Maputo : de petits opérateurs montent un service alternatif

Dans la banlieue mal desservie en eau de Maputo, au Mozambique, des petits opérateurs privés (POP) indépendants fournissent un service alternatif et innovant à plus de 200 000 habitants. Fonctionnant sans autorisation, ils pourraient, à terme, intégrer le service de l’eau.


 

 

 

Un modèle technique original et très compétitif : des réservoirs modulaires sur structure métallique ou en béton armé, qui permettent des coûts d’investissement et de fonctionnement réduits.

  Crédit : Emmanuel Chaponnière, Hydroconseil

A côté des grandes compagnies et des systèmes conventionnels de distribution d’eau peuvent exister des démarches plus souples, moins coûteuses et plus adaptées à la situation des agglomérations des pays en développement. Exemple à Maputo. Dans les quartiers périphériques de la capitale du Mozambique, qui accueillent la majorité de la population, l’organisation urbaine et la couverture en services publics sont assez faibles, notamment en ce qui concerne l´eau et les transports.

L´approvisionnement en eau de la ville est en partie assuré par un réseau dont les infrastructures sont la propriété de l´État qui en a délégué la gestion à une société de patrimoine (qui détient les infrastructures), le Fipag. L´exploitation des infrastructures est déléguée à un opérateur international, Aguas de Moçambique (AdeM) qui détient 35 % du marché de l´eau dans l´agglomération. On estime qu’environ un quart de la population s’approvisionne en eau potable à travers la revente de voisinage des abonnés d´AdeM, mais aussi à partir de connexions clandestines au réseau.

Une forme de reconnaissance officielle

Aujourd’hui, les POP sont partie prenante d’un projet financé par la Banque européenne d’investissement, l’Union européenne, l´Agence française de développement (AFD) et la coopération hollandaise. Ce projet est mis en œuvre par le Fipag (société de patrimoine) avec l´assistance technique d´Hydroconseil.

Trois axes de développement sont poursuivis :

  • la reconnaissance formelle de l´activité des POP au moyen d´une licence de distribution d´eau potable. Cette licence crée un premier cadre « léger » de régulation. Pour l´instant, le seul critère technique retenu pour l´obtenir est la qualité de l´eau distribuée;
  • l´augmentation du niveau de couverture des POP existants : une subvention indexée sur les résultats est mise en place. Elle permet à l´opérateur d´augmenter sa clientèle tout en connectant les usagers les plus défavorisés ;
  • la mise en place d´infrastructures dans les zones faiblement desservies : ces infrastructures sont propriété du Fipag  mais reposent sur les mêmes principes que les systèmes construits par les POP (forage, château d´eau et réseau). Leur gestion est déléguée à des POP sélectionnés sur la base d´un appel d´offres.

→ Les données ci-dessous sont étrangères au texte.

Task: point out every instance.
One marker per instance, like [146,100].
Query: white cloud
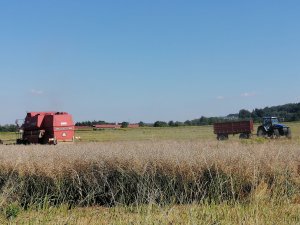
[36,92]
[248,94]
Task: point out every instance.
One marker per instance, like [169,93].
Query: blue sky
[147,60]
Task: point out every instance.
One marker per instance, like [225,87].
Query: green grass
[151,133]
[263,213]
[124,158]
[147,133]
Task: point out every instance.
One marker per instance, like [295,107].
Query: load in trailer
[46,128]
[272,128]
[224,129]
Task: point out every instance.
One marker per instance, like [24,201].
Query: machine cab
[270,121]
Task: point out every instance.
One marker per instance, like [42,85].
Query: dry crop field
[163,176]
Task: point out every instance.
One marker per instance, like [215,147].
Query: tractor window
[274,121]
[267,121]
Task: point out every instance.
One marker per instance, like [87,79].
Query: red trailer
[46,128]
[244,128]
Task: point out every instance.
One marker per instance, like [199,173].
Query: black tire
[289,133]
[261,132]
[276,133]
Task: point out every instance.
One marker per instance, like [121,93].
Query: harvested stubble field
[159,181]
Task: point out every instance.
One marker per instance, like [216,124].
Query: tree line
[288,113]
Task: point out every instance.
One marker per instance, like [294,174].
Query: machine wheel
[289,133]
[261,132]
[276,133]
[222,137]
[244,136]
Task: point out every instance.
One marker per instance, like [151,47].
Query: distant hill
[288,112]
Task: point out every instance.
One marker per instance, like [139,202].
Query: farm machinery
[270,127]
[46,128]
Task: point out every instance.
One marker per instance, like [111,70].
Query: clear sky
[139,60]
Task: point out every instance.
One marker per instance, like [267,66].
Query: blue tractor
[273,129]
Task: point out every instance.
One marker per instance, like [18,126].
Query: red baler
[46,128]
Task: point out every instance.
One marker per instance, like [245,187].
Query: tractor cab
[269,122]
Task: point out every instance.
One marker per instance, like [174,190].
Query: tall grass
[161,172]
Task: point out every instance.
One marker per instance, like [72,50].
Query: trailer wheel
[261,132]
[289,133]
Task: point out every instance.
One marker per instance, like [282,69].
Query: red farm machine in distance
[224,129]
[46,128]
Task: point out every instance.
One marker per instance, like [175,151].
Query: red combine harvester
[46,128]
[244,128]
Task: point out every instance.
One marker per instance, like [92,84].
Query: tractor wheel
[222,137]
[244,136]
[276,133]
[261,132]
[289,133]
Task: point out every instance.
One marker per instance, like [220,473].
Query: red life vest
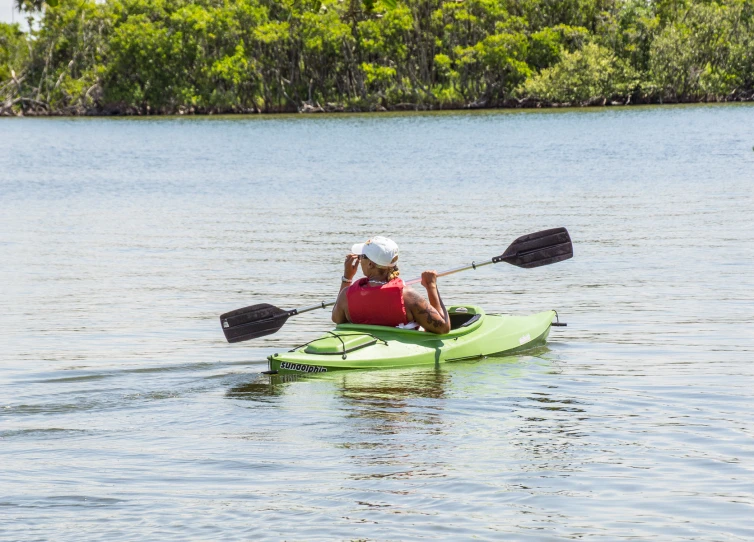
[376,305]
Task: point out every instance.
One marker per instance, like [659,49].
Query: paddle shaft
[474,265]
[528,251]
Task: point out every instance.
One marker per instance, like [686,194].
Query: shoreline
[317,109]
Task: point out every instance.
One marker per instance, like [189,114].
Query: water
[125,415]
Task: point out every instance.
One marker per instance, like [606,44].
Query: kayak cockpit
[463,319]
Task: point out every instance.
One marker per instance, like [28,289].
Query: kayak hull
[474,335]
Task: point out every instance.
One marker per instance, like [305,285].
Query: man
[380,297]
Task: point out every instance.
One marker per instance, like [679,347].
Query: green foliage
[14,50]
[696,57]
[584,76]
[167,56]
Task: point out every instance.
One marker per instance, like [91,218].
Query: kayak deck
[474,334]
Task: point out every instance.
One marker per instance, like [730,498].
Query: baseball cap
[380,250]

Le Fipag profite de cette dynamique initiale pour développer lui aussi le service de l´eau dans les zones périurbaines en s´inspirant directement du modèle développé par les POP. Pour ces derniers, c’est une forme de reconnaissance de leur contribution importante au service de l´eau dans l´agglomération.

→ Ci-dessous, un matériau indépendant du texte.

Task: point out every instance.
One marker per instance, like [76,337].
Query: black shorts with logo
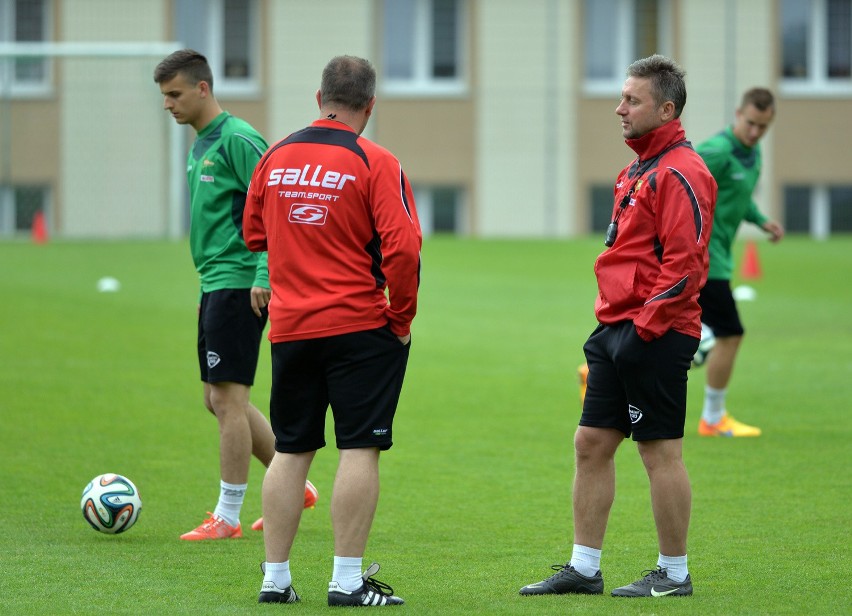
[229,334]
[634,386]
[719,310]
[359,374]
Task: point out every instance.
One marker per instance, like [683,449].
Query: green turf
[476,491]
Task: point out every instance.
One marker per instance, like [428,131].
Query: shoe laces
[653,575]
[212,523]
[561,569]
[373,584]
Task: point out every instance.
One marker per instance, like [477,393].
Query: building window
[224,31]
[816,46]
[818,210]
[617,32]
[440,209]
[24,21]
[422,46]
[19,206]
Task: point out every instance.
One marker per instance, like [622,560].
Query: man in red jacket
[336,215]
[649,279]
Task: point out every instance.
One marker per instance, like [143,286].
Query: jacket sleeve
[396,222]
[254,231]
[684,209]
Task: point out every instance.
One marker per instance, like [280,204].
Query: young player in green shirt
[734,158]
[235,287]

Peu à peu, d´autres opérateurs, indépendants, se sont développés, principalement dans les quartiers périurbains les moins bien desservis. Ces petits opérateurs privés, les POP, relèvent du secteur informel (non reconnu officiellement). 450 POP recensés à Maputo distribuent une eau produite par des forages à 38 000 foyers environ et 320 bornes-fontaines. Leur part de marché atteint également 25%. Le reste de la population s´approvisionne en eau à partir de puits ou de forages privés. Selon Emmanuel Chaponnière, de la société Hydroconseil, ces petits opérateurs disposent de leurs propres forages, sont indépendants de l´opérateur dominant et fonctionnent sans autorisation.

Leurs infrastructures vont du système modeste (forage + pompe alimentant un château + distribution par gravité) au système plus sophistiqué (+ pompe pour garantir la pression minimale dans le réseau). Pour la distribution, certains POP proposent la “connexion spaghetti” : le client fournit le matériel nécessaire à la connexion au château d’eau et supporte le coût des fuites éventuelles. Il est donc responsabilisé pour vérifier et informer l’opérateur. D’autres opérateurs livrent la connexion chez le client où est installé un compteur, comme sur le réseau officiel.

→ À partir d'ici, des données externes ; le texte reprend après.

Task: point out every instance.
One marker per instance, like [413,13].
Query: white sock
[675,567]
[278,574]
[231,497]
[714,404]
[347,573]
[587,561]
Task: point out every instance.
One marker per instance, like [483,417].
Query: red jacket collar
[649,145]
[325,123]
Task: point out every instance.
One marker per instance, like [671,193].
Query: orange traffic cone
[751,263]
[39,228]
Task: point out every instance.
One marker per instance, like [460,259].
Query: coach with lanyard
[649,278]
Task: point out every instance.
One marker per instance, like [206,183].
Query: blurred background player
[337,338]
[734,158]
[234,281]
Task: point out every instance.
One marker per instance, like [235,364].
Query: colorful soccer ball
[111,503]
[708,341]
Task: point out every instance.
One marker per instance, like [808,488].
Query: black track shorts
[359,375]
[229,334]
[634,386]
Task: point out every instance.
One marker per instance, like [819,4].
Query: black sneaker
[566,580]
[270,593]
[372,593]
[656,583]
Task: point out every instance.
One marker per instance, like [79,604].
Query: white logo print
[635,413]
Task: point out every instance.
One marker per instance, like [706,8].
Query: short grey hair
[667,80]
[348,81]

Un modèle technique original

Les POP de Maputo ont progressivement mis au point un modèle technique original, éprouvé par l´expérience. C’est un modèle modulaire, qui permet d’agrandir le réseau en suivant très précisément l´accroissement de la demande. Il permet aussi de réduire au minimum les coûts d´investissement et de fonctionnement. Il est donc très compétitif. Les POP investissent entre  8 000 $ et 20 000 $ dans un système (production, stockage et distribution), sans aucune subvention publique.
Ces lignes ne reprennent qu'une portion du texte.